Erinnerst du dich noch an den Moment, als das Radio plötzlich leiser wurde? Es war das Jahr 1979. Überall in den Wohnzimmern in Ost und West hielten die Menschen den Atem an. Ein Song schaffte damals das, woran die Politik verzweifelte. Er überwand die Grenze in den Köpfen. Die Band Karat aus der DDR landete mit Über sieben Brücken einen Hit, der bis heute Millionen Deutsche tief berührt.

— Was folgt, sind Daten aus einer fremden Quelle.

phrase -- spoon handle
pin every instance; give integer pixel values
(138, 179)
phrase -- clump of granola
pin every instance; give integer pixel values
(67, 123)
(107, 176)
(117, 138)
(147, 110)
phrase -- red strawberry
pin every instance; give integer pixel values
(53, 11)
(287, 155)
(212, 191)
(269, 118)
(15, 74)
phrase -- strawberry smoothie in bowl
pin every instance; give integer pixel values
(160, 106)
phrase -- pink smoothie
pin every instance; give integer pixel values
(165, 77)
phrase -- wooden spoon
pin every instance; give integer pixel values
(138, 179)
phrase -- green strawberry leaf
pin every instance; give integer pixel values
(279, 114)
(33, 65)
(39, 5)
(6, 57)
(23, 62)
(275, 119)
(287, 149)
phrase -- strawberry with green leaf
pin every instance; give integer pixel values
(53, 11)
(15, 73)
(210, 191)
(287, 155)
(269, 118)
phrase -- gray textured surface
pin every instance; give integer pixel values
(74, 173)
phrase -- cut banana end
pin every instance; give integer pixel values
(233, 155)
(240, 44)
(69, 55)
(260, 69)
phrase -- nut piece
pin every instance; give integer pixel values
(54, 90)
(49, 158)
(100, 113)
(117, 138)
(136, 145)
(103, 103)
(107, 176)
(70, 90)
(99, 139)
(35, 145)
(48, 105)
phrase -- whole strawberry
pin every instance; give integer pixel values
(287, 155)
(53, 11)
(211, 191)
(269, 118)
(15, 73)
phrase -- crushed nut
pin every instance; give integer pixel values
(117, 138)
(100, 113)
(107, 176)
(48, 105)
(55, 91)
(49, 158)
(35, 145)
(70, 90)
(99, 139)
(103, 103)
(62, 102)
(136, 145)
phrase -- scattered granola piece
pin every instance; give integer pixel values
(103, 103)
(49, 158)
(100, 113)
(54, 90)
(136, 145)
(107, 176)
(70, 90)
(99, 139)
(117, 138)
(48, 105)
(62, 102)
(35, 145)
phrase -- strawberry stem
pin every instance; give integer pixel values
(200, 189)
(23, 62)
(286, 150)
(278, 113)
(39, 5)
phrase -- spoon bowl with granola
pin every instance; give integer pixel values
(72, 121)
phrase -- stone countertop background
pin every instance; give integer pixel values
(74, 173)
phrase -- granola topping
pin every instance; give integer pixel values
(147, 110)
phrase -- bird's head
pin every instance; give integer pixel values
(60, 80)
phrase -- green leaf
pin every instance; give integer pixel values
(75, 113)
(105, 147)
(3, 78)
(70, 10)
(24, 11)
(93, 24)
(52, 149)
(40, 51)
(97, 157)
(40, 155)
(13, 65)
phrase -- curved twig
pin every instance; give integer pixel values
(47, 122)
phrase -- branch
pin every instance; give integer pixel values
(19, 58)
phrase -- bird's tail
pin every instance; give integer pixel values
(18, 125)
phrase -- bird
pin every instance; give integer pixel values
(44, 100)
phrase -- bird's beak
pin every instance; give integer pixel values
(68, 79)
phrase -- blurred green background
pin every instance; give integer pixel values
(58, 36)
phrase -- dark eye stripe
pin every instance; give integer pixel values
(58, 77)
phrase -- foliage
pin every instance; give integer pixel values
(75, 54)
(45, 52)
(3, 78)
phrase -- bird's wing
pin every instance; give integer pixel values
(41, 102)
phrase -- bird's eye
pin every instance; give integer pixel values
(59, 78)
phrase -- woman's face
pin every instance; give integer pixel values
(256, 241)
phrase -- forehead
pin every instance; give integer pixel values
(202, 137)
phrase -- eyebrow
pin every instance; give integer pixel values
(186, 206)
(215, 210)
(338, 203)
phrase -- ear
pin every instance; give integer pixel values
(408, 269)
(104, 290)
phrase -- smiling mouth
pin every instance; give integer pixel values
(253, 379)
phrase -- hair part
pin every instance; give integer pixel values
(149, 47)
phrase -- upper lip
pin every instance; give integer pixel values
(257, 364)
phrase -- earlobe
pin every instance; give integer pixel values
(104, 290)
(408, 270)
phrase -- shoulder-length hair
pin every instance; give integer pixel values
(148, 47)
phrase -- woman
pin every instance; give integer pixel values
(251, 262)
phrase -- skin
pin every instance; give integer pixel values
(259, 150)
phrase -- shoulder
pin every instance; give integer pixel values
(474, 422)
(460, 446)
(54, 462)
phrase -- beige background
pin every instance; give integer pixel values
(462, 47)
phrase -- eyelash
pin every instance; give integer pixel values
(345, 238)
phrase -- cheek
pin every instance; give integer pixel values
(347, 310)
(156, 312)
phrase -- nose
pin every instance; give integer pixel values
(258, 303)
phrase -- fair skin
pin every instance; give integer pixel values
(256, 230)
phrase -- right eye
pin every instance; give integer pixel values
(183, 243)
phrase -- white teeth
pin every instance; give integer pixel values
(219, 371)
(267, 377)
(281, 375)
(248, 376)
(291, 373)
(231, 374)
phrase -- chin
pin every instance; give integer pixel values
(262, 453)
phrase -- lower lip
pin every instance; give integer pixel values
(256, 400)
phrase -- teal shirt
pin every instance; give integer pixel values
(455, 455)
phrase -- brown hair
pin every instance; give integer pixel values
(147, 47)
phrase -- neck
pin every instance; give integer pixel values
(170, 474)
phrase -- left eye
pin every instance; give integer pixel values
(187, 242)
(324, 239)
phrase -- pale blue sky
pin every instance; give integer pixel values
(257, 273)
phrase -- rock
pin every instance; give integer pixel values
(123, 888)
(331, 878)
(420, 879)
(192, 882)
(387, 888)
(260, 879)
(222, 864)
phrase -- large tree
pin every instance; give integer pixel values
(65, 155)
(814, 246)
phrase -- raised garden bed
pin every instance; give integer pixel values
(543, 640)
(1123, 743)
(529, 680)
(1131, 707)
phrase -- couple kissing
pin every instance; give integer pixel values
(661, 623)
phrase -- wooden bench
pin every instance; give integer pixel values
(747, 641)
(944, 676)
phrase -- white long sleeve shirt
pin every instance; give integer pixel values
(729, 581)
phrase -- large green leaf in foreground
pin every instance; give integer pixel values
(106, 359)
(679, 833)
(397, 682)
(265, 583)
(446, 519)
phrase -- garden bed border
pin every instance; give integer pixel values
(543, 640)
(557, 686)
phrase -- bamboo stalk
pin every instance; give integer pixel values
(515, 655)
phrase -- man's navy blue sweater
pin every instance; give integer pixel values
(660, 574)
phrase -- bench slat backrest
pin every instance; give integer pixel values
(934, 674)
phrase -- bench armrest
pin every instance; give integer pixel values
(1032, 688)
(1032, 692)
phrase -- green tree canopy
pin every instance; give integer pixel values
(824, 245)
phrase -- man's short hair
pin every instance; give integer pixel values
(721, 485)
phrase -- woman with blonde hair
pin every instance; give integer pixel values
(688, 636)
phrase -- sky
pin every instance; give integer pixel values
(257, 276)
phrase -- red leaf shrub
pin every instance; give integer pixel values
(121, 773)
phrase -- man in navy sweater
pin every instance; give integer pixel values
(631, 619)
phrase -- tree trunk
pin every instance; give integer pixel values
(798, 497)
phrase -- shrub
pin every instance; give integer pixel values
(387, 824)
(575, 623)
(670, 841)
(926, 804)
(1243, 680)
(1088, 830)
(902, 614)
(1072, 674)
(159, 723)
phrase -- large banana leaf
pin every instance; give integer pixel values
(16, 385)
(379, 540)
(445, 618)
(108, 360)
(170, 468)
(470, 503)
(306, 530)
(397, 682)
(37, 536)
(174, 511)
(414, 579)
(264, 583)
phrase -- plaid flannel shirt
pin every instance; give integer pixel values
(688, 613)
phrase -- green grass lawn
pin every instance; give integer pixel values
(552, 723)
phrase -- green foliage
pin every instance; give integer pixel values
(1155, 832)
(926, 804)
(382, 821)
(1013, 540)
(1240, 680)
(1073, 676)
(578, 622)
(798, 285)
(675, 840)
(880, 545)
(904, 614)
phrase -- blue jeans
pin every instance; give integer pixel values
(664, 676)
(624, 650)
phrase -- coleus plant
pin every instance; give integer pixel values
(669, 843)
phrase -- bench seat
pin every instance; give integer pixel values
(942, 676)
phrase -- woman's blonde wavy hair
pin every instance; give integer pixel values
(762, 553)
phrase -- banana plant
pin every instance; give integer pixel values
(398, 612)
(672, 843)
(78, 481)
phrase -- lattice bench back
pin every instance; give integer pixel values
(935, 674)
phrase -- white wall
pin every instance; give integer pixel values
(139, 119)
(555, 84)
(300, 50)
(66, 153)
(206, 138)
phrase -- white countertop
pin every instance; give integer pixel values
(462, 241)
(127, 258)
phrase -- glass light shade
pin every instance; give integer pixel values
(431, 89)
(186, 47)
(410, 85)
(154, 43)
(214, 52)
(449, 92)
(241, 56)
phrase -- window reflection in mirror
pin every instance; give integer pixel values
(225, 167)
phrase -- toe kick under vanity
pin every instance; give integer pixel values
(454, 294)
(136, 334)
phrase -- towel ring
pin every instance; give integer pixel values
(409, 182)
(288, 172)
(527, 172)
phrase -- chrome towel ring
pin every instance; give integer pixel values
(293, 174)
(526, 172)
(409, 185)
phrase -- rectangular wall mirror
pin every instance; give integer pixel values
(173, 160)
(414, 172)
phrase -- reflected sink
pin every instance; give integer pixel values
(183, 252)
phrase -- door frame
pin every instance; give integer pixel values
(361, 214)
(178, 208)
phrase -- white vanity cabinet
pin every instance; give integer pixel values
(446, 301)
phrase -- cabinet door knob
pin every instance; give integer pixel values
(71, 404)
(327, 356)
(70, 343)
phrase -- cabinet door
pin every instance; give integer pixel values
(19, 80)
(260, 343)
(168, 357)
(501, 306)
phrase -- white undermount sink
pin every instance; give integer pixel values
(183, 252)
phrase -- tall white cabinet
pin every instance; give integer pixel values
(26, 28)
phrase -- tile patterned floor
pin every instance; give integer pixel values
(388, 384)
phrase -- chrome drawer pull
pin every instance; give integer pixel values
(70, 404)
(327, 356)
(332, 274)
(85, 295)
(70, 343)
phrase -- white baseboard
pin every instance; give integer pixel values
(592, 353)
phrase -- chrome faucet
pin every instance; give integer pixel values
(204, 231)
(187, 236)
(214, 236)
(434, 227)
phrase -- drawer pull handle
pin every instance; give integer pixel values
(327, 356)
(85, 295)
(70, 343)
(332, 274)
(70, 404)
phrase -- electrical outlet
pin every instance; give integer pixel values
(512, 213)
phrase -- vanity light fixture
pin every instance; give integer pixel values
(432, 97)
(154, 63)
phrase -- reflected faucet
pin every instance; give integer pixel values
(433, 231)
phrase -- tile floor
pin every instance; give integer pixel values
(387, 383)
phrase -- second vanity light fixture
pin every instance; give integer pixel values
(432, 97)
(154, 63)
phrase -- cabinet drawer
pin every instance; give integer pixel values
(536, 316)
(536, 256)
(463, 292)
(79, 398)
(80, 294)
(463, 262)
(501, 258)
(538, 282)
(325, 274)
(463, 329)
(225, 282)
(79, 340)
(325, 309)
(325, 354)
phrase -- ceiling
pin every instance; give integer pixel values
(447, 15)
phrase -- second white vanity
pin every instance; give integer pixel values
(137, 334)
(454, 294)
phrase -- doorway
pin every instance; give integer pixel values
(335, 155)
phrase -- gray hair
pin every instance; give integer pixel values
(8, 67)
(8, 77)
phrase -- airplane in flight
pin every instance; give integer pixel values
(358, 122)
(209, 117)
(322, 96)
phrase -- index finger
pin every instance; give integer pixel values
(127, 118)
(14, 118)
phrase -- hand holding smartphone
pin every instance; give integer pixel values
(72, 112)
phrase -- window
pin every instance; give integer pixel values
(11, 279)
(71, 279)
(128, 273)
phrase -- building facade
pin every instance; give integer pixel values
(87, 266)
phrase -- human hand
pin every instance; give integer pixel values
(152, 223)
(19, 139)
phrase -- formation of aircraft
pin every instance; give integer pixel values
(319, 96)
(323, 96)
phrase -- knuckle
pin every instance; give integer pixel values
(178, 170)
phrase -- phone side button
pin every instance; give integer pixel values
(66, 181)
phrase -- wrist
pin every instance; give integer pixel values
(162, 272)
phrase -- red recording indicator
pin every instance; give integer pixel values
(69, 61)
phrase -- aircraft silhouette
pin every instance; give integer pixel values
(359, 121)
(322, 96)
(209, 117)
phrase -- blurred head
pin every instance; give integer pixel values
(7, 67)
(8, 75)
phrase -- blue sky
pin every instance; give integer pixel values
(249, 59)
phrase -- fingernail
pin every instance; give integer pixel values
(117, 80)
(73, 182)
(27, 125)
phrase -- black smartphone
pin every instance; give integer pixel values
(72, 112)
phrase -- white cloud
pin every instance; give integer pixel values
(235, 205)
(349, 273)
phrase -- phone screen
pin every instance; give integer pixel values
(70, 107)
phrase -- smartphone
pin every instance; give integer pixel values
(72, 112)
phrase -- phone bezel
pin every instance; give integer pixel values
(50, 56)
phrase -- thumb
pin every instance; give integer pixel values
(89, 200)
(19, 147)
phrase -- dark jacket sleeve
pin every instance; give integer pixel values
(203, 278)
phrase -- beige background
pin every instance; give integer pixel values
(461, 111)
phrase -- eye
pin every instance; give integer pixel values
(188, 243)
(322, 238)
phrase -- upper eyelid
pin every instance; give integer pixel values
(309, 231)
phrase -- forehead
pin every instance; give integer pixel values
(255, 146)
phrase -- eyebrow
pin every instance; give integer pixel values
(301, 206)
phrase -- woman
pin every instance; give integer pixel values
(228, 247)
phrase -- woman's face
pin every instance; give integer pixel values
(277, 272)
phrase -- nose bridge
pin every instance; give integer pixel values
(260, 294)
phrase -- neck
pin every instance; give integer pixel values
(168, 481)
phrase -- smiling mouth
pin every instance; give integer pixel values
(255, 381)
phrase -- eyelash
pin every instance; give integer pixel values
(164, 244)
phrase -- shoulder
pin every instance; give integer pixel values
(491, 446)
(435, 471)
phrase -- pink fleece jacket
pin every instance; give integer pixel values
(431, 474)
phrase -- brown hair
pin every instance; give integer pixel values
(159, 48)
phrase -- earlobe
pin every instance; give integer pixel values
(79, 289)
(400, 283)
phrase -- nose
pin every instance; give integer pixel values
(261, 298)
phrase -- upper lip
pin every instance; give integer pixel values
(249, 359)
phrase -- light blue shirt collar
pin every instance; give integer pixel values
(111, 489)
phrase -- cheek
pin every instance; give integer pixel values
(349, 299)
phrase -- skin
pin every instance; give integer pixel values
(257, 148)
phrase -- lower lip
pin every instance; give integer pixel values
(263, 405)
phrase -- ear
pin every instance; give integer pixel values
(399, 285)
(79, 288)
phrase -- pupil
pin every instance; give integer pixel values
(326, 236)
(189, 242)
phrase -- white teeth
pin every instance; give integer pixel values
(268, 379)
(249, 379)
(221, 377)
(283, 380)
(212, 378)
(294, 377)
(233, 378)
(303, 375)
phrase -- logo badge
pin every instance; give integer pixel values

Damals saßen wir alle vor unseren Geräten. In der Bundesrepublik lief die ZDF-Hitparade mit Dieter Thomas Heck. Im Osten hörten wir den Rundfunk der DDR oder schmuggelten heimlich Musik aus dem Westen. Doch Karat war anders. Die Band hatte diesen speziellen Sound, irgendwo zwischen anspruchsvollem Rock und poetischem Anspruch. Als der Song zum ersten Mal erklang, spürten wir sofort die Melancholie und die Hoffnung. Der Text über die sieben Brücken, die man gehen muss, wurde für uns alle zu einer Hymne auf das Leben und die Freiheit.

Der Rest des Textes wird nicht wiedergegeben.